Until he’s actually had real-life experiences of persecution as a minority, it’s hard to fathom him actually understanding the psychological severity of current day experiences as a minority. It’s hard to ask someone to apologize for their ignorance. Perhaps what we need here, and in America at large, is a little more education on cultural/ethnic studies. That’s the only way any of us can move past seeing beyond our limited ego-biased views of the world.

That’s my two cents.

“If Youblame Native American communities for their poverty, remember that the entire continent was stolen from them.

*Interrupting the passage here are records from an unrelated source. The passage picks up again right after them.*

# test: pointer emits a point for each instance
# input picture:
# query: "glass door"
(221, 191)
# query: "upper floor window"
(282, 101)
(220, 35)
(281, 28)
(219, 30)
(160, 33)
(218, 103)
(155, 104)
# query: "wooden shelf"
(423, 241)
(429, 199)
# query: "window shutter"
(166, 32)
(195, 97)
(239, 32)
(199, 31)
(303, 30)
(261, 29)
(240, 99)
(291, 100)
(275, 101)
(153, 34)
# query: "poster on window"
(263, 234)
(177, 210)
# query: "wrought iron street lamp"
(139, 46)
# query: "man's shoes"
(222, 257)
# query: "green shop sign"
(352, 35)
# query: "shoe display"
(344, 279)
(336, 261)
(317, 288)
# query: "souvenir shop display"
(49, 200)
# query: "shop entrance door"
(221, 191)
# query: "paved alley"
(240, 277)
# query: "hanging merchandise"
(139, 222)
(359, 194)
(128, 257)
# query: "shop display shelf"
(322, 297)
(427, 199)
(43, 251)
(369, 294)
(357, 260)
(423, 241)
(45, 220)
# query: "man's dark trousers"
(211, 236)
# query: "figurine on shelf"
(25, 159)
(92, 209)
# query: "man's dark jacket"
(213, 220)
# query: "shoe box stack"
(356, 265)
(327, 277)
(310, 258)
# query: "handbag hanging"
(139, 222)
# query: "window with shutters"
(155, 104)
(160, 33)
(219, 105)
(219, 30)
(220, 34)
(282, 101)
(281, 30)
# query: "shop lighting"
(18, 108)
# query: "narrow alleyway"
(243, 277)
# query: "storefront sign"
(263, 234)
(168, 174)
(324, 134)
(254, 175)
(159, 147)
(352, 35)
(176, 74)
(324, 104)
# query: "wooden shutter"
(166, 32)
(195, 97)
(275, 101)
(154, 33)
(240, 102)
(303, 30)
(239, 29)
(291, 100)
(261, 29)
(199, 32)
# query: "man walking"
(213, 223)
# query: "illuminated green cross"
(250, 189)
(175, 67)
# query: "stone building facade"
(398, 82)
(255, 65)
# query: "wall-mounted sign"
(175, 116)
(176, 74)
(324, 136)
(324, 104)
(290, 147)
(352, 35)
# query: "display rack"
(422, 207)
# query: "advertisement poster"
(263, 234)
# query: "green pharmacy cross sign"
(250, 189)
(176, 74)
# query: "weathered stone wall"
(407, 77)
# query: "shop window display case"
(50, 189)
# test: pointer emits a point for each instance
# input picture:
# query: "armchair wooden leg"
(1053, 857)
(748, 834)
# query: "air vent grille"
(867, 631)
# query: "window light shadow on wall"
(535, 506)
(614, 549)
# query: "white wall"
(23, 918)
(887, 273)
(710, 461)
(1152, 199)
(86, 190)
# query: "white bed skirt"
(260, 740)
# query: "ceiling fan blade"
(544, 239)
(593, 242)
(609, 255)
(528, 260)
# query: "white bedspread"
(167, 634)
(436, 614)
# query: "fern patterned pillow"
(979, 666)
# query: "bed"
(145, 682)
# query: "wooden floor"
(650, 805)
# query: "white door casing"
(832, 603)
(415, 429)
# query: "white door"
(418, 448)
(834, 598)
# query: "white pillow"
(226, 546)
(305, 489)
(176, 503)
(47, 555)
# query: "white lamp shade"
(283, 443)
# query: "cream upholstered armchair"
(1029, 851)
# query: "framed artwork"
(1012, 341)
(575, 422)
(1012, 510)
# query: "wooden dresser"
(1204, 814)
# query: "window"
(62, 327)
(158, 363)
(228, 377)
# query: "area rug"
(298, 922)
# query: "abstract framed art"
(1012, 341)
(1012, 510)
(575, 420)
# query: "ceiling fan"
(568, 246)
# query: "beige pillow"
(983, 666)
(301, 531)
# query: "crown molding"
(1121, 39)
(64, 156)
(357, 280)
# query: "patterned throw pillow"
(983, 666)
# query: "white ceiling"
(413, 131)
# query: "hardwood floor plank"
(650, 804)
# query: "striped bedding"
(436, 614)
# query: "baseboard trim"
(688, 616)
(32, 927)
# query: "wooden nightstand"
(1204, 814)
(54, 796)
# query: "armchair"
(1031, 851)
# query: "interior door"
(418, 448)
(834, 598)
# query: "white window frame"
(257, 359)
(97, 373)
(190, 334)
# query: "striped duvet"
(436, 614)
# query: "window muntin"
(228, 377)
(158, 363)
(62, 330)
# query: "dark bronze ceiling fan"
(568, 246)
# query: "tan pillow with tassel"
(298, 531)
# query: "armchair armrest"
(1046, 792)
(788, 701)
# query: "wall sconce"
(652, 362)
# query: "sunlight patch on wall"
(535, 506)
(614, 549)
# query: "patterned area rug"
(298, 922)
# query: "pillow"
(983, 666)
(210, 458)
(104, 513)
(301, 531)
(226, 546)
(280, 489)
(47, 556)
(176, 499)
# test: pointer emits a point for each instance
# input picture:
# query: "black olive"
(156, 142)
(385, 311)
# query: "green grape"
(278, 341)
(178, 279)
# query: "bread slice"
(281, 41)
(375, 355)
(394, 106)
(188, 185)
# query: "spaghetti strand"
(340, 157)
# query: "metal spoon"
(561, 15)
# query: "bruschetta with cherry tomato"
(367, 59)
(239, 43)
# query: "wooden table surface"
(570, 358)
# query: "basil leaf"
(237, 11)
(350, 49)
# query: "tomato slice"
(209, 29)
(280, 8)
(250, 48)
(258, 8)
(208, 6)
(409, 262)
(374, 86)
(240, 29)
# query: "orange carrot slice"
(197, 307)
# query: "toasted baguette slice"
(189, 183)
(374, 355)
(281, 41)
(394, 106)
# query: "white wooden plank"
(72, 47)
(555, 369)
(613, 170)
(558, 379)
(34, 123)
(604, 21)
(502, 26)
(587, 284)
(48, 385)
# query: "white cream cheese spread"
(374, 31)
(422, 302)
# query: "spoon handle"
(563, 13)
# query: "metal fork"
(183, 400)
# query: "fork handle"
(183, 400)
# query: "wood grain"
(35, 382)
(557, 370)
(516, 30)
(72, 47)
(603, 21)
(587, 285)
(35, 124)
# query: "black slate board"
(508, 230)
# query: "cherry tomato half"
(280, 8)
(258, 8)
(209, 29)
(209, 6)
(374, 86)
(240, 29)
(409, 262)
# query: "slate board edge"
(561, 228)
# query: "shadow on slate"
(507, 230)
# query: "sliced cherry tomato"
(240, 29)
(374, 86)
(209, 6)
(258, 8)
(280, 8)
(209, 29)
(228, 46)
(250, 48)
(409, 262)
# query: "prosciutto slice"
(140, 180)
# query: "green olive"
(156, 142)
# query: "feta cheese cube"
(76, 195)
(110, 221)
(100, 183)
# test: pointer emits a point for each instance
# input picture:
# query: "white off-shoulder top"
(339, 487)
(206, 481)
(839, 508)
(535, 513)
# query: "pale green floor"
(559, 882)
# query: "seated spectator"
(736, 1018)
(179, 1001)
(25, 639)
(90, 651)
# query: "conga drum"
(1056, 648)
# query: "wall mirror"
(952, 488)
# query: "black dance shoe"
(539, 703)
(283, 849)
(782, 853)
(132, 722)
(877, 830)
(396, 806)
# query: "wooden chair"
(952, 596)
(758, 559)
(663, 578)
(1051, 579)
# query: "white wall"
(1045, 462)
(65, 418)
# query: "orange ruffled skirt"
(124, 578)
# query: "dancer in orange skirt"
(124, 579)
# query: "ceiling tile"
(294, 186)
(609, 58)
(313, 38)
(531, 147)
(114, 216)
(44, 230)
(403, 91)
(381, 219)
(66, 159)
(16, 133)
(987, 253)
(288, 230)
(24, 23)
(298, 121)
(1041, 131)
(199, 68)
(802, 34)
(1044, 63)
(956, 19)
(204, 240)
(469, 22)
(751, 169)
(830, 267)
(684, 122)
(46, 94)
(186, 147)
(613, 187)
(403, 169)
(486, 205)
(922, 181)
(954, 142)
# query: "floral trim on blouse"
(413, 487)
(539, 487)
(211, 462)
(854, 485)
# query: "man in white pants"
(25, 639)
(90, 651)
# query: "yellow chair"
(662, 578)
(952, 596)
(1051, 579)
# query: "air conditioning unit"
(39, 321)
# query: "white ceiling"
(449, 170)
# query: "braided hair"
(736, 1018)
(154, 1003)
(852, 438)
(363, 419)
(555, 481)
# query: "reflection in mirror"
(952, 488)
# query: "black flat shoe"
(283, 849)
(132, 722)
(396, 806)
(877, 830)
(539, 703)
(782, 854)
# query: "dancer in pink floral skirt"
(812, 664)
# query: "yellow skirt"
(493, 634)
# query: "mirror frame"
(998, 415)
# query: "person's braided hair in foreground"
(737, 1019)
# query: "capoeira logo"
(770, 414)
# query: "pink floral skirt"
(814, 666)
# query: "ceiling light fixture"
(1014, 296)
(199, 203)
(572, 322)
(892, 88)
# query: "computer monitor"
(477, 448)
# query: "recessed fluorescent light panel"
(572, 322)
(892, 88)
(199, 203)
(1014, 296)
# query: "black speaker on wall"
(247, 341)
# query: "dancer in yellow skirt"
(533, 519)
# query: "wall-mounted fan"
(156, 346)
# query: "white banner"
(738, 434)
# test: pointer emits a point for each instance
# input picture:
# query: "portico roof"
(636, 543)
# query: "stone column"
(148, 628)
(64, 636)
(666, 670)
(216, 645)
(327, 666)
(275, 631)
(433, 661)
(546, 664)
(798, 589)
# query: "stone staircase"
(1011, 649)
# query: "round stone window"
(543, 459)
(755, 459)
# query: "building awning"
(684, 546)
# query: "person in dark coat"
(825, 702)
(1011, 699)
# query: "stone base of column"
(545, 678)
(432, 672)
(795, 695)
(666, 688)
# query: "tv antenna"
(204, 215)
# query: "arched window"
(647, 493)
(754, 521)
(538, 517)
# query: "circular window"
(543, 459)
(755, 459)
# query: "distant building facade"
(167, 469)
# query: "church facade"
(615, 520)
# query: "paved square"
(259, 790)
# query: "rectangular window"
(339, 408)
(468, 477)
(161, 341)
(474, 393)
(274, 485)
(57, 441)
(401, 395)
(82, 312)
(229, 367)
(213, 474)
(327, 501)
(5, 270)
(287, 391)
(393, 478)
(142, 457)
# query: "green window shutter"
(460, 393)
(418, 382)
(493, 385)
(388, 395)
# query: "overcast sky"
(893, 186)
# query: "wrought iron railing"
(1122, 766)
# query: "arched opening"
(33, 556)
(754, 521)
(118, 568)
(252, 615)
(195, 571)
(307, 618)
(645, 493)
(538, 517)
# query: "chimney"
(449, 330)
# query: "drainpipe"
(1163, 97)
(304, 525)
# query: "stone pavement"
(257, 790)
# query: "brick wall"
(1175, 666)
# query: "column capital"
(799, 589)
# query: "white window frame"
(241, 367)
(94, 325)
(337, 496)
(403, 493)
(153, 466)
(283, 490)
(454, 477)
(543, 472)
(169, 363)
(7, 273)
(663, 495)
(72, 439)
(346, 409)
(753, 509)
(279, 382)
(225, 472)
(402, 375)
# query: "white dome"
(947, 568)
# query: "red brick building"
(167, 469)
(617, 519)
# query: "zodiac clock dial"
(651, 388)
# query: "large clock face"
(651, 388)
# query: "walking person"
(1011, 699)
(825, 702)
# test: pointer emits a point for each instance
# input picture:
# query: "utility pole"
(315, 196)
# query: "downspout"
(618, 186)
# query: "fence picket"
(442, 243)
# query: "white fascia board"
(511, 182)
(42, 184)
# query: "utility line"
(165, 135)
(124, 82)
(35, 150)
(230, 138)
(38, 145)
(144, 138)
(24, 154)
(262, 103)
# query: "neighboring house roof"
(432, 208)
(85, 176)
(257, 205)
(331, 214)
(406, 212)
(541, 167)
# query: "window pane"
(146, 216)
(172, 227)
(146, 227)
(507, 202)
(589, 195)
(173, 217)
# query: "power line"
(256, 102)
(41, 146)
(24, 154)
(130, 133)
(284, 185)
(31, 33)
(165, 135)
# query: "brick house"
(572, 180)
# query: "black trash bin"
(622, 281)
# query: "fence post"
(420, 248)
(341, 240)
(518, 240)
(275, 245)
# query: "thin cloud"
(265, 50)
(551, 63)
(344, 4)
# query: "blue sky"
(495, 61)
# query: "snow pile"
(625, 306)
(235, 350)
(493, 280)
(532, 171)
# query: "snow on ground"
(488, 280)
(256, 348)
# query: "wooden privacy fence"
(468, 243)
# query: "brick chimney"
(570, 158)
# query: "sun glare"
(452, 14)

If you blame Black American communities for their relative poverty, remember that Black Americans were stolen from a continent, trafficked, and enslaved for nearly 300 years.

Tell me again about how your family ‘started from nothing’ when they immigrated. Didn’t they start from whiteness? Seems like a pretty good start.

The American Dream required dual genocides, but tell me again about fairness and equal opportunity. Tell me about democracy, modeled after the Iroquois Confederacy. Tell me your proud heritage, and I will show you the violence that made it so.”